[CRIU] [PATCH v2 3/3] aio: Restore aio ring content

Thu Mar 17 12:34:59 PDT 2016

>>>> I'm not sure this is safe. How would pre-dumps act on rings?
>>>
>>> Could you please explain what kind of problems are possible here?
>>> I don't see a memory predump.
>>
>> The vma_entry_is_private() check is too generic. E.g. such vmas are being
>> soft-dirty-tracked. Do we want the same for AIO rings? I bet we don't :)
> 
> For user AIO ring buffer looks like an anonymous memory. There are no difference
> between them, it's writable and modifiable. So if we track anonymous memory,
> we have to track AIO ring buffer too.

Will it get tracked by the kernel's soft-dirty bits? I heavily doubt it.

>>>>>  }
>>>>>  
>>>>>  static inline bool vma_area_is_private(struct vma_area *vma,
>>>>> diff --git a/criu/pie/parasite.c b/criu/pie/parasite.c
>>>>> index 1df3e71..d82518e 100644
>>>>> --- a/criu/pie/parasite.c
>>>>> +++ b/criu/pie/parasite.c
>>>>> @@ -410,14 +410,7 @@ static int parasite_check_aios(struct parasite_check_aios_args *args)
>>>>>  			return -1;
>>>>>  		}
>>>>>  
>>>>> -		/*
>>>>> -		 * XXX what else can we do if there are requests
>>>>> -		 * in the ring?
>>>>> -		 */
>>>>> -		if (ring->head != ring->tail) {
>>>>> -			pr_err("Pending AIO requests in ring #%d\n", i);
>>>>> -			return -1;
>>>>> -		}
>>>>> +		/* XXX: wait aio completion */
>>>>>  
>>>>>  		args->ring[i].max_reqs = ring->nr;
>>>>>  	}
>>>>> diff --git a/criu/pie/restorer.c b/criu/pie/restorer.c
>>>>> index f7bde75..d19f4dc 100644
>>>>> --- a/criu/pie/restorer.c
>>>>> +++ b/criu/pie/restorer.c
>>>>> @@ -3,6 +3,7 @@
>>>>>  
>>>>>  #include <linux/securebits.h>
>>>>>  #include <linux/capability.h>
>>>>> +#include <linux/aio_abi.h>
>>>>>  #include <sys/types.h>
>>>>>  #include <sys/mman.h>
>>>>>  #include <sys/stat.h>
>>>>> @@ -546,6 +547,120 @@ static unsigned long restore_mapping(const VmaEntry *vma_entry)
>>>>>  	return addr;
>>>>>  }
>>>>>  
>>>>> +/*
>>>>> + * This restores aio ring header, content, head and in-kernel position
>>>>> + * of tail.

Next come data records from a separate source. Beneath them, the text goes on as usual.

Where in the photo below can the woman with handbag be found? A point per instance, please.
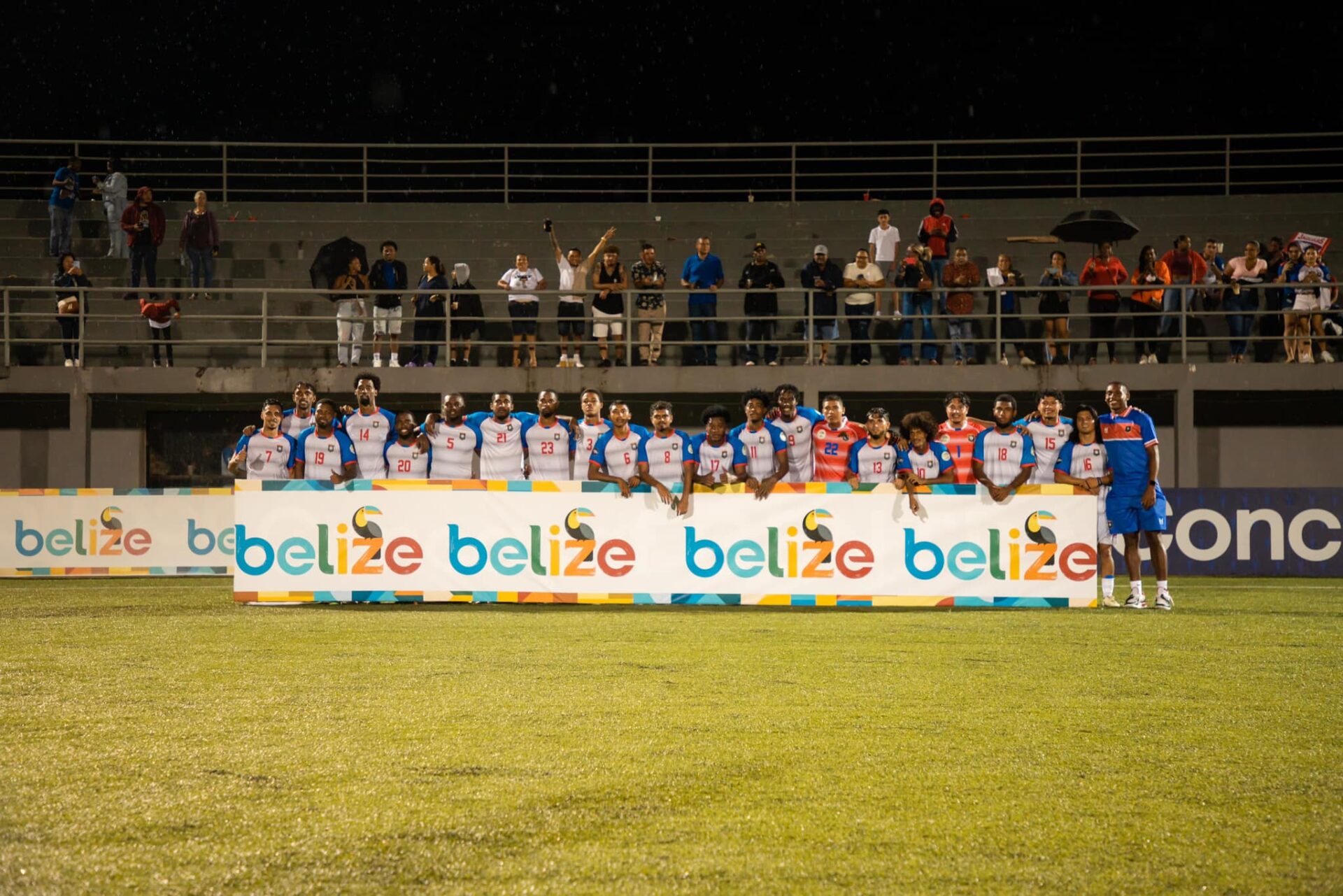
(67, 280)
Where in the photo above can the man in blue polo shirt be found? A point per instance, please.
(61, 207)
(703, 271)
(1135, 504)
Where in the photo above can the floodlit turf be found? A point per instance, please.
(156, 737)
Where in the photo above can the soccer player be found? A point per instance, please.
(874, 458)
(1137, 503)
(765, 446)
(665, 458)
(588, 432)
(616, 458)
(322, 452)
(268, 455)
(454, 442)
(924, 461)
(548, 443)
(958, 433)
(503, 434)
(369, 427)
(832, 439)
(795, 422)
(1048, 433)
(408, 456)
(1083, 462)
(720, 457)
(1004, 457)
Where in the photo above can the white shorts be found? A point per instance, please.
(604, 322)
(387, 320)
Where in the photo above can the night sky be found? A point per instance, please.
(655, 71)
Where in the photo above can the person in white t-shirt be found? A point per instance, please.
(574, 269)
(884, 249)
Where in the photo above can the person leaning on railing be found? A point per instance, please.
(67, 280)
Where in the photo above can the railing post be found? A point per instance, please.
(265, 327)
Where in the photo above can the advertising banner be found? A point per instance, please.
(97, 532)
(814, 544)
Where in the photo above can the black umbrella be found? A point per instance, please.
(334, 259)
(1095, 226)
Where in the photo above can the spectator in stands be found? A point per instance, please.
(430, 313)
(1055, 306)
(1188, 269)
(67, 280)
(523, 308)
(113, 191)
(826, 278)
(610, 280)
(574, 270)
(1103, 269)
(959, 277)
(144, 225)
(160, 316)
(938, 232)
(201, 241)
(762, 305)
(348, 292)
(1144, 304)
(651, 274)
(1270, 324)
(468, 315)
(915, 276)
(1245, 274)
(858, 306)
(884, 252)
(61, 206)
(1009, 309)
(388, 273)
(704, 271)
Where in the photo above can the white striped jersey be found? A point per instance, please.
(369, 433)
(1004, 455)
(502, 443)
(268, 457)
(406, 461)
(928, 465)
(1048, 441)
(453, 450)
(798, 434)
(550, 450)
(325, 455)
(760, 446)
(620, 457)
(667, 456)
(874, 462)
(716, 458)
(586, 441)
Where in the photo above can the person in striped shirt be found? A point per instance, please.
(832, 441)
(958, 434)
(1004, 456)
(665, 458)
(267, 455)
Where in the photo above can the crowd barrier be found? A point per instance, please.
(191, 532)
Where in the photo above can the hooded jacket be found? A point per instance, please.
(935, 220)
(153, 236)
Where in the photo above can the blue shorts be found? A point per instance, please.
(1125, 513)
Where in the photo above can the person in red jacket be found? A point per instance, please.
(160, 316)
(144, 223)
(1103, 269)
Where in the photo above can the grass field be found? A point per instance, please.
(156, 737)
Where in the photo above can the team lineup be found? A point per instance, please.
(1112, 456)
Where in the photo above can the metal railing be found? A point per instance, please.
(1067, 167)
(118, 335)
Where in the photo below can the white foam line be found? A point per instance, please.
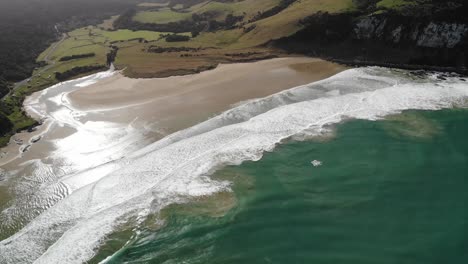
(175, 168)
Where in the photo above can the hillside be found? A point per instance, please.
(175, 37)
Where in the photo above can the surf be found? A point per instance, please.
(177, 168)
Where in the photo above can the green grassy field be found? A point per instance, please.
(211, 47)
(162, 17)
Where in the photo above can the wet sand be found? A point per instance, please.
(87, 126)
(179, 102)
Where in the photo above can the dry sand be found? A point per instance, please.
(178, 102)
(120, 114)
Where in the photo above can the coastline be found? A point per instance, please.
(82, 128)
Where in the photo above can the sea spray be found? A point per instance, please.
(177, 167)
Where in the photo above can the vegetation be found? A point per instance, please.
(160, 38)
(177, 38)
(78, 56)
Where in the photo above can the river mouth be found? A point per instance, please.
(176, 169)
(100, 118)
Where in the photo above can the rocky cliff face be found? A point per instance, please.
(383, 39)
(428, 34)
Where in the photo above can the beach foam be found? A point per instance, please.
(177, 167)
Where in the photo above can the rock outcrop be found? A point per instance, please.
(387, 39)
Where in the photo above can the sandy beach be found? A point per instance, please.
(101, 118)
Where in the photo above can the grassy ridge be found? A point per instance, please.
(246, 38)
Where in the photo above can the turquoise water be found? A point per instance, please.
(393, 191)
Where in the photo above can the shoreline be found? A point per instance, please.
(104, 117)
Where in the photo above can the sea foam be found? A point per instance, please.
(177, 167)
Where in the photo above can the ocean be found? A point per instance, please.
(391, 191)
(366, 166)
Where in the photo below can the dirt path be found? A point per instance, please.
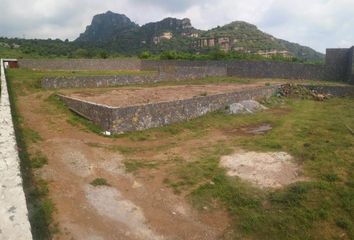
(132, 207)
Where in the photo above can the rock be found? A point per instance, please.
(107, 133)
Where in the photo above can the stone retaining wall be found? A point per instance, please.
(338, 91)
(14, 223)
(97, 81)
(132, 118)
(272, 69)
(81, 64)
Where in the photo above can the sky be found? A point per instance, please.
(319, 24)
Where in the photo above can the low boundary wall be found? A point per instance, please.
(14, 223)
(97, 81)
(132, 118)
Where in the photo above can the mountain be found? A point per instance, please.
(118, 32)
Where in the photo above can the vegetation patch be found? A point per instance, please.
(39, 205)
(38, 160)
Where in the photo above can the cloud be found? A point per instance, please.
(316, 23)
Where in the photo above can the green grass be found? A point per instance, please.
(100, 182)
(315, 134)
(38, 160)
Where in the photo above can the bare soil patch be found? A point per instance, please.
(264, 169)
(137, 96)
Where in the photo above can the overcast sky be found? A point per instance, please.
(315, 23)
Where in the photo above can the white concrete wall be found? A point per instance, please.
(14, 223)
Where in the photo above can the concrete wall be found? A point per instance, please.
(14, 223)
(119, 120)
(80, 64)
(97, 81)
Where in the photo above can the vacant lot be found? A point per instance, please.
(167, 183)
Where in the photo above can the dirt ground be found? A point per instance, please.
(137, 96)
(137, 206)
(264, 169)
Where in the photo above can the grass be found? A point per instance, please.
(39, 205)
(100, 182)
(132, 165)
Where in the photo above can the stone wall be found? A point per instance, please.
(97, 81)
(14, 223)
(338, 91)
(154, 65)
(272, 69)
(120, 120)
(80, 64)
(337, 61)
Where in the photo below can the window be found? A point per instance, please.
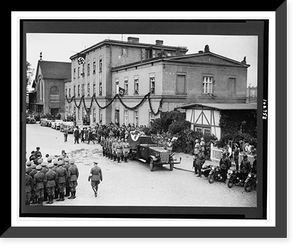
(152, 84)
(88, 69)
(205, 130)
(94, 115)
(207, 84)
(100, 88)
(126, 117)
(117, 86)
(88, 89)
(94, 67)
(231, 86)
(126, 86)
(100, 65)
(124, 52)
(136, 118)
(181, 83)
(82, 89)
(151, 117)
(54, 94)
(136, 86)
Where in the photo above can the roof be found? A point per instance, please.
(128, 43)
(195, 58)
(221, 106)
(55, 70)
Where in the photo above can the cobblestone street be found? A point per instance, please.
(132, 183)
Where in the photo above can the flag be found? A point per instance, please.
(81, 59)
(121, 91)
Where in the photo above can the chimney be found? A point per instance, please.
(133, 39)
(159, 42)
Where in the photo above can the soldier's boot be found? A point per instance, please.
(40, 201)
(49, 200)
(62, 196)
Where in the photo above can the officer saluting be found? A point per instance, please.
(95, 177)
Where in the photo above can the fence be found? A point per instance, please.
(216, 154)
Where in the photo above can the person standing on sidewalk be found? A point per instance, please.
(73, 177)
(95, 177)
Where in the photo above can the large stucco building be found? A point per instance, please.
(172, 77)
(49, 87)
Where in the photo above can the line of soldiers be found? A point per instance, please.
(50, 180)
(199, 156)
(116, 149)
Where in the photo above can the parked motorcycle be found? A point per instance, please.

To set tail, we write to /dev/null and use the fact this
>>>>> + * operation is synchronious for the device. Also, we unmap temporary
>>>>> + * anonymous area, used to store content of ring buffer during restore
>>>>> + * and mapped in map_private_vma().
>>>>> + */
>>>>> +static int restore_aio_ring(struct rst_aio_ring *raio)
>>>>> +{
>>>>> +	struct aio_ring *ring = (void *)raio->addr;
>>>>> +	unsigned head = ring->head;
>>>>> +	unsigned tail = ring->tail;
>>>>> +	struct iocb *iocb, **iocbp;
>>>>> +	unsigned long ctx = 0;
>>>>> +	int i, count, fd, ret;
>>>>> +	char buf[1];
>>>>> +
>>>>> +	ret = sys_io_setup(raio->nr_req, &ctx);
>>>>> +	if (ret < 0) {
>>>>> +		pr_err("Ring setup failed with %d\n", ret);
>>>>> +		return -1;
>>>>> +	}
>>>>> +
>>>>> +	if (tail == 0 && head == 0)
>>>>> +		goto populate;
>>>>
>>>> if (tail == head) ?
>>>
>>> No. If tail is not zero we should move it.
>>> If tail == 0 and head != 0, we have nr_req-1-head completed
>>> events in rings, so we should move tail nr_req times (full
>>> buffer size). This case, number of completed events in kernel
>>> will set right.
>>
>> OK, add this as code comment.
>>
>>>>> +
>>>>> +	fd = sys_open("/dev/null", O_WRONLY, 0);
>>>>> +	if (fd < 0) {
>>>>> +		pr_err("Can't open /dev/null for aio\n");
>>>>> +		return -1;
>>>>> +	}
>>>>> +
>>>>> +	if (tail >= head)
>>>>> +		count = tail;
>>>>
>>>> count = tail - head ?
>>>
>>> No. We can't consider tail and head like difference only, because
>>> a user task may cache this values. We have to restore them exactly
>>> like they were before. If we move tail on tail-head only, it will
>>> be wrong.
>>>
>>>>> +	else
>>>>> +		count = ring->nr - 1;
>>>>
>>>> count = ring->nr - (tail - head) ?
>>>
>>> No. It will be a number greater than ring->nr. We can't submit more reqs
>>> than allocated in io_setup().
>>
>> OK, so what does the 'count' variable contain then?
> 
> Number of allocated struct iocb, i.e. maximum number of elements in a try.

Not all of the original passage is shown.